Flights between Zimbabwe and South Africa grounded amid Mugabe scandal

Published 19.08.2017 22:37
Updated 19.08.2017 22:45
emReuters File Photo/em
Reuters File Photo

A South African Airways flight was not allowed to take off from Zimbabwe's Harare airport on Saturday for a trip to Johannesburg in the latest row between the nations over a fistfight.

South African Airways spokesman Tlali Tlali told SABC TV that officials had asked to see certain documents that had not been requested in two decades.

In response, an Air Zimbabwe jet was denied permission to take off from Johannesburg's airport.

The countries have been at odds since Zimbabwe's first lady Grace Mugabe was prevented from leaving South Africa after allegedly beating up a 20-year-old South African woman in a Johannesburg hotel.

The 52-year-old first lady is accused of using an extension cord to whip the woman, who was there to meet with two of Mugabe's sons.

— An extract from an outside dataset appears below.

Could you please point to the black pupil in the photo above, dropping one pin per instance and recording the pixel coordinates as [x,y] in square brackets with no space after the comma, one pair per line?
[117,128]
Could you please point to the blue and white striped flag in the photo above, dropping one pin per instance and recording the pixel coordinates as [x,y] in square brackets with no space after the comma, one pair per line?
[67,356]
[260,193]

Mugabe has claimed diplomatic immunity, although she came to South Africa for private reasons, the medical treatment of an ankle injury.

There has been concern that the incident involving Mugabe, seen as a possible successor to her 93-year-old husband, President Robert Mugabe, could create a larger diplomatic crisis between the nations.

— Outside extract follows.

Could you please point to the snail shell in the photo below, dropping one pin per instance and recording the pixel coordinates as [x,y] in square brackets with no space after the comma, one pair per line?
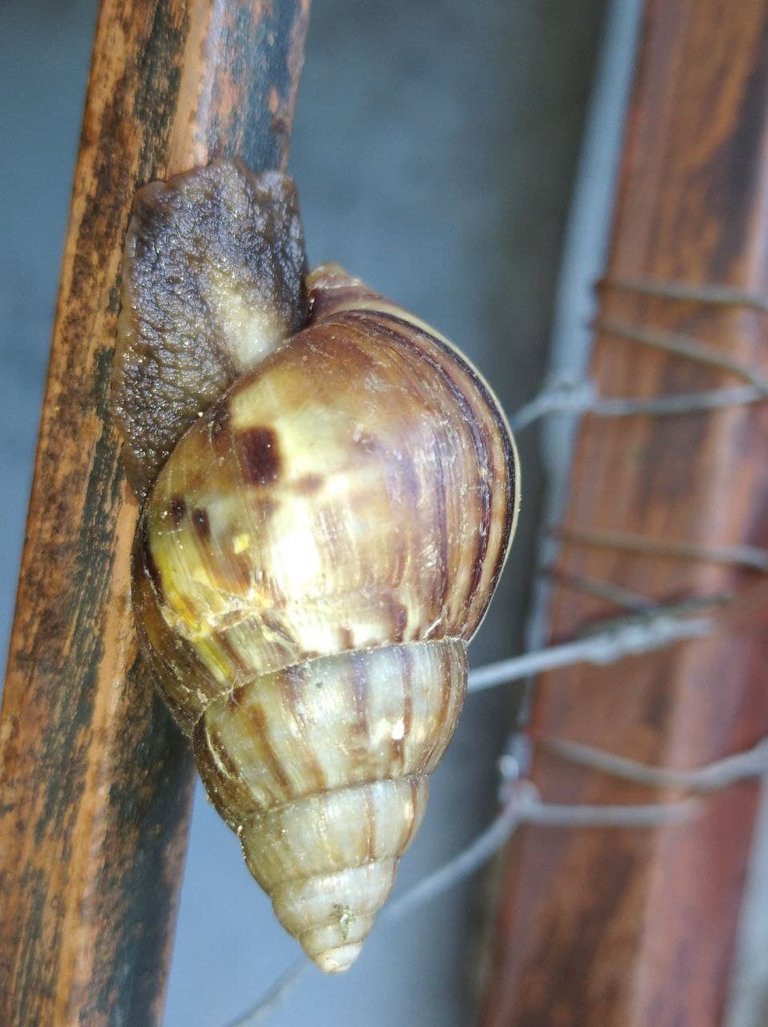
[310,564]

South Africa's government, meanwhile, said it had not yet decided whether to grant the Zimbabwe government's request for diplomatic immunity for Grace Mugabe, who has not commented on the allegations against her. The outspoken wife of President Robert Mugabe has been criticized for a fiery temper and lavish shopping expeditions, but her rising political profile has some asking whether she is maneuvering to succeed her husband.

There was no sign of Grace Mugabe at a regional summit that Zimbabwe's 93-year-old president attended Saturday in South Africa's capital, Pretoria.

South Africa is home to several million Zimbabweans, many of whom left their country for better opportunities, and the two countries have a close trade relationship.

Some demonstrators protested Saturday in Pretoria against Zimbabwe's president and his wife, saying she should be prosecuted.

"Arrest Grace, please. Grace is a disgrace," some chanted.

It is not clear whether Grace Mugabe entered South Africa on a personal or diplomatic passport. Zimbabwe's state-owned newspaper reported last weekend that she was in South Africa for medical care, but she told police after the alleged assault that she was scheduled to attend the summit with her husband.